Injecting scientific theory, religion and spirituality into the world of dances sounds like an impossible feat. I couldn’t help but ask Parker how he managed to actually pull it off. “My aim is to always bring it back to core, crystalised ideas that are specific, but also universal,” he explains. “We have a sub-textual narrator in the work, so there’s spoken word. She does a nice text about Pi and other scientific elements. What she does is presents information and people can then use that however the want.“

Considering that we’re living in the modern world, it seems rather apt that Parker also mined technological sources for inspiration. “We actually got some of the text [for the narrator] from Facebook. It’s used almost like a modern day bible or confessional. People get free counseling just by posting about how they’re not feeling well today and 20 people respond,” he laughs. “It then also becomes a political forum where people can protest homophobia and racism. It’s become its own little digital church and political arena. I find that incredible, so I was able to pluck out some things that people were concerned about [to use] and Facebook gets a little nod in the piece.”

Dance only makes up a singular element of AM I. The choreographer also stressed how important music is to the piece. “I’m working with the composer Nick Wales and we’ve built up a very interesting collision of music and dance in the theatrical world where dance takes place and where the music is just as important and is intrinsic to it.

“The music itself is drawn from rhythmic patterns from different cultures, from a new language that they created which is a mixture between Latin and Pygmy Papua New Guinean with new melodic structures.
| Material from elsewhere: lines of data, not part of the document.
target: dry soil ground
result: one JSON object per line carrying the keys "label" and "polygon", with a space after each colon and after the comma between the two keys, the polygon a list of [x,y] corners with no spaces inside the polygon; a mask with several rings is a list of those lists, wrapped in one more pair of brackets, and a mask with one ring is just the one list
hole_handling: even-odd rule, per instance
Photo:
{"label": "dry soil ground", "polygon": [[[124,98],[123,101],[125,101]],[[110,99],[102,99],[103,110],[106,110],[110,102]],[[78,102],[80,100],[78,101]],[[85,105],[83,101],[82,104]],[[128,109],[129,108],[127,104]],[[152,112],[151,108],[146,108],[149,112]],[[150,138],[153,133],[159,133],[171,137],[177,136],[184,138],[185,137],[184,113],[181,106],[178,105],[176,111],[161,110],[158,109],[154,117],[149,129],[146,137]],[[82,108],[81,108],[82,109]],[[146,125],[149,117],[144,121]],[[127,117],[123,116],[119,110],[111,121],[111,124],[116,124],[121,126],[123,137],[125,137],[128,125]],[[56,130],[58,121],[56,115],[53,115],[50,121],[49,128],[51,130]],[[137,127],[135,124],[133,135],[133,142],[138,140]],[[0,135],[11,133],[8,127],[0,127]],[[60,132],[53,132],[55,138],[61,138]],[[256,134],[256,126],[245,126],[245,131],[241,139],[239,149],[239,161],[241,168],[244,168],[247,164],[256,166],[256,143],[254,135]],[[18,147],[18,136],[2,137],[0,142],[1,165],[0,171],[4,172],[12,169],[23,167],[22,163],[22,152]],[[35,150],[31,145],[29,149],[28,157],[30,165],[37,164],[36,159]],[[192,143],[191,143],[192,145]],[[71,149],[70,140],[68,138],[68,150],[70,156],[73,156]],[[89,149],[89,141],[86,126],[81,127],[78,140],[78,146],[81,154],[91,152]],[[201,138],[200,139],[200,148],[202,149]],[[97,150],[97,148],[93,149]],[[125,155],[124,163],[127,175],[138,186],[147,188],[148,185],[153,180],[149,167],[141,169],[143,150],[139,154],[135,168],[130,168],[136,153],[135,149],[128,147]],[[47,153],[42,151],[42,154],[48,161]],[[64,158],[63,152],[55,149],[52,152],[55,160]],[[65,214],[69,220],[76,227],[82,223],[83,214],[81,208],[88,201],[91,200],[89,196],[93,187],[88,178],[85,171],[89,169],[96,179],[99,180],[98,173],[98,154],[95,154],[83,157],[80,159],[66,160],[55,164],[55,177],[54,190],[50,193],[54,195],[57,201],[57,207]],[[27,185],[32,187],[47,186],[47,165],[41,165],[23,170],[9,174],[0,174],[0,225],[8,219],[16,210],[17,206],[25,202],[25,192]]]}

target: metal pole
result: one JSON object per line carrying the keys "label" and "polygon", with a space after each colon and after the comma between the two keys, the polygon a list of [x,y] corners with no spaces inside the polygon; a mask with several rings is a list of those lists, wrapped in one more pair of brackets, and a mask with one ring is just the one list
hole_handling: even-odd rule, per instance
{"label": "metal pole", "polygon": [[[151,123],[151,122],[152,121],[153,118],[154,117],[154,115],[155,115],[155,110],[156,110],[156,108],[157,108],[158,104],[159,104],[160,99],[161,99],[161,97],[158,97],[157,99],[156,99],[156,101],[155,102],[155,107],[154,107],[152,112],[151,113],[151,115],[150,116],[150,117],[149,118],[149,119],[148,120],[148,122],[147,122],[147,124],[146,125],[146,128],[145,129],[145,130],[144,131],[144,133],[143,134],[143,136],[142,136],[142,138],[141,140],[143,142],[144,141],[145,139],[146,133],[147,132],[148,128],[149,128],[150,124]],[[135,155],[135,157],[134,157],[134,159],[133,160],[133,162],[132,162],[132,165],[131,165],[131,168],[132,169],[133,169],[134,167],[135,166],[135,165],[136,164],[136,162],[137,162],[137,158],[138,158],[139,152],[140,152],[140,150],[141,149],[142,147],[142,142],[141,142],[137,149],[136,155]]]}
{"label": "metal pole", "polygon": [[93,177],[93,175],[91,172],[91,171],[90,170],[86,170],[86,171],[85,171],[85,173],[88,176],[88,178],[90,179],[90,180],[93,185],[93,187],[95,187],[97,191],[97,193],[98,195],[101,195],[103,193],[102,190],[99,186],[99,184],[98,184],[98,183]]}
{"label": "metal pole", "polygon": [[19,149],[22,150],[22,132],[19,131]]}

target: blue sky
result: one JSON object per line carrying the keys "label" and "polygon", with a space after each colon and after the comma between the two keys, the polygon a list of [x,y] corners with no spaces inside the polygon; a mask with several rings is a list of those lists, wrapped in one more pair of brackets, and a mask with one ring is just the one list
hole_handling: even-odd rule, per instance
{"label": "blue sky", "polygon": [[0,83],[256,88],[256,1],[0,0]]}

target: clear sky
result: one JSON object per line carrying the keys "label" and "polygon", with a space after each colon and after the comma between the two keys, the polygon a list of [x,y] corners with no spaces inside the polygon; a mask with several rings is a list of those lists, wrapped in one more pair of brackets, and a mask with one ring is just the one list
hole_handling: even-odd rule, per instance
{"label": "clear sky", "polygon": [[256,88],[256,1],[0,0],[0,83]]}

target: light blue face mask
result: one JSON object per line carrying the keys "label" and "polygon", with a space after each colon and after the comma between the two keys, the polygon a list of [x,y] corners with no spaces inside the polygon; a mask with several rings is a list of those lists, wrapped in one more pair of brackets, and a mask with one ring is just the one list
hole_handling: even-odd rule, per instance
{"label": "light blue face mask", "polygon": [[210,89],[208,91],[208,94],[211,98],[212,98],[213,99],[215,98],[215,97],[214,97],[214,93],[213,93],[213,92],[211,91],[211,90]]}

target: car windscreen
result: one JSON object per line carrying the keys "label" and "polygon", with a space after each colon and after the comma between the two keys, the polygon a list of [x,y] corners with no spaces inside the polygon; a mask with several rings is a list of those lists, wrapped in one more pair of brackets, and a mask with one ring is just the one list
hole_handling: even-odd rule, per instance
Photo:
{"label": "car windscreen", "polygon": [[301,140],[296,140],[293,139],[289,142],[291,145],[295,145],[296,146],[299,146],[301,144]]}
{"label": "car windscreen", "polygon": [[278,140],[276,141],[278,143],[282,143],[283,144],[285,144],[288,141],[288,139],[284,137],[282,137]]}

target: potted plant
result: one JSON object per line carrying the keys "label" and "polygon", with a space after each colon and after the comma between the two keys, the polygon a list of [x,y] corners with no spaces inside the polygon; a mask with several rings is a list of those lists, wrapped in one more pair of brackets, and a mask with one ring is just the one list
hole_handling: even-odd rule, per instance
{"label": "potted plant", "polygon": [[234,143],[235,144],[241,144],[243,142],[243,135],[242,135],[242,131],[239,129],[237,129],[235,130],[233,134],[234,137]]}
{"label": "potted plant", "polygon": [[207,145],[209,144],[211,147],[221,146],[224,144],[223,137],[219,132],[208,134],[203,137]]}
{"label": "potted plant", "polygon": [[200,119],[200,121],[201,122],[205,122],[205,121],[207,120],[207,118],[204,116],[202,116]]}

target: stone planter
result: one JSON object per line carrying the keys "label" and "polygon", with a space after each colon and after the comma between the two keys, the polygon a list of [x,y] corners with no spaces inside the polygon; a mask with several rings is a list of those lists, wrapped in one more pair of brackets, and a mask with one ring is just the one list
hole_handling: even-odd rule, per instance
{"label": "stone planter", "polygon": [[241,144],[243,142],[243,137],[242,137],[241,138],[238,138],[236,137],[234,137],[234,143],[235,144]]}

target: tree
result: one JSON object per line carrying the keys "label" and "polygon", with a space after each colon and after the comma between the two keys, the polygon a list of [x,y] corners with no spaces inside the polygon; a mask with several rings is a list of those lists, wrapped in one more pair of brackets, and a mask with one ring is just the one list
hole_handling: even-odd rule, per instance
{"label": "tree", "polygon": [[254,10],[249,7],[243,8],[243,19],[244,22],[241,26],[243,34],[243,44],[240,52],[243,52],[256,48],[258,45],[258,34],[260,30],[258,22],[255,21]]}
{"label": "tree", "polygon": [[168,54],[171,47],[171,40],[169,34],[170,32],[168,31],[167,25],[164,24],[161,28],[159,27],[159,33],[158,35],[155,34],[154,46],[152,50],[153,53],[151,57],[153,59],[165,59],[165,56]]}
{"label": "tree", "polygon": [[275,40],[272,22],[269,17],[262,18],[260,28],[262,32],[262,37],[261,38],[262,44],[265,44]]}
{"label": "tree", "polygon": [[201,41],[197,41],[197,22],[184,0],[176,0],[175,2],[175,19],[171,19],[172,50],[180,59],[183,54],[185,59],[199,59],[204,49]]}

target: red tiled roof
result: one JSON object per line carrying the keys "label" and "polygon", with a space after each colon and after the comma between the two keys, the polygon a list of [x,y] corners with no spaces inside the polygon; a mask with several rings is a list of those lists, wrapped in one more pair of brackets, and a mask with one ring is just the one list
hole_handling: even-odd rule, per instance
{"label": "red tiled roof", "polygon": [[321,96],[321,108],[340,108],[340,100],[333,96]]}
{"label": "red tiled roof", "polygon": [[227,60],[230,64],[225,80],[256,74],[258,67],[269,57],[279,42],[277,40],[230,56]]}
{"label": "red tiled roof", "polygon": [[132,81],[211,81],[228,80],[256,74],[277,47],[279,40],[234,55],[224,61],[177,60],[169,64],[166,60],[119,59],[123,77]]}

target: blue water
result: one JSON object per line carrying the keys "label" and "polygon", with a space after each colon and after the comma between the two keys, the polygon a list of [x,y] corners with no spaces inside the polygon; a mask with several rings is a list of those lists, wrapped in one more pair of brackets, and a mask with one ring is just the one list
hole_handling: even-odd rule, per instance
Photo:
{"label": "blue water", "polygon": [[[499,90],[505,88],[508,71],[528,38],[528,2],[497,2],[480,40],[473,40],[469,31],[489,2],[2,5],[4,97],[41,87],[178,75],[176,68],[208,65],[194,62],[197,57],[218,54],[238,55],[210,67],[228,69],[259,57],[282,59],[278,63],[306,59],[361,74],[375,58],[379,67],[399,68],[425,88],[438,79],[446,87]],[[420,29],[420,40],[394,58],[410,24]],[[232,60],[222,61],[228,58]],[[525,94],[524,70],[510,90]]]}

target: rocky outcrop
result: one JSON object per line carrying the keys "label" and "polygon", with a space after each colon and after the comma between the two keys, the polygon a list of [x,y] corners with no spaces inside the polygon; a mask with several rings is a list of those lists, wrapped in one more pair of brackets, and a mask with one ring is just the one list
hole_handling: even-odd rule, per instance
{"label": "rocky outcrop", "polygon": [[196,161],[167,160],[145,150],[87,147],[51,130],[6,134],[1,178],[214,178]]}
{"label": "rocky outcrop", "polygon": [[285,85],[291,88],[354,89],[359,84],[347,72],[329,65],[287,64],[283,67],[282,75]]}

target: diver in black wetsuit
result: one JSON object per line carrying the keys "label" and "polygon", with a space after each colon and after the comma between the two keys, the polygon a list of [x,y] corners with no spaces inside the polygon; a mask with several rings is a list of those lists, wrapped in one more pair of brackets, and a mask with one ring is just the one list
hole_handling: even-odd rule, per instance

If there was a band that was part world music and part cult, that’s what we’ve gone for,” he laughs.

After having a working relationship with Nick Wales for over eight years, it’s unsurprising that the choreographer continues to wax rhapsodic about his work and his fascinating sources of creativity. “There’s some beautiful stuff that Nick does with his singers. He traveled to Africa to get some inspiration, and some of the monkey calls he heard when he was alone in the forest have been worked into the musical framework. Musically, hopefully that translates. The audience sits there and they hear this music, and they feel it as it invokes this other-worldly tribe. We then use that with the narrator who uses snippets of scientific information throughout.”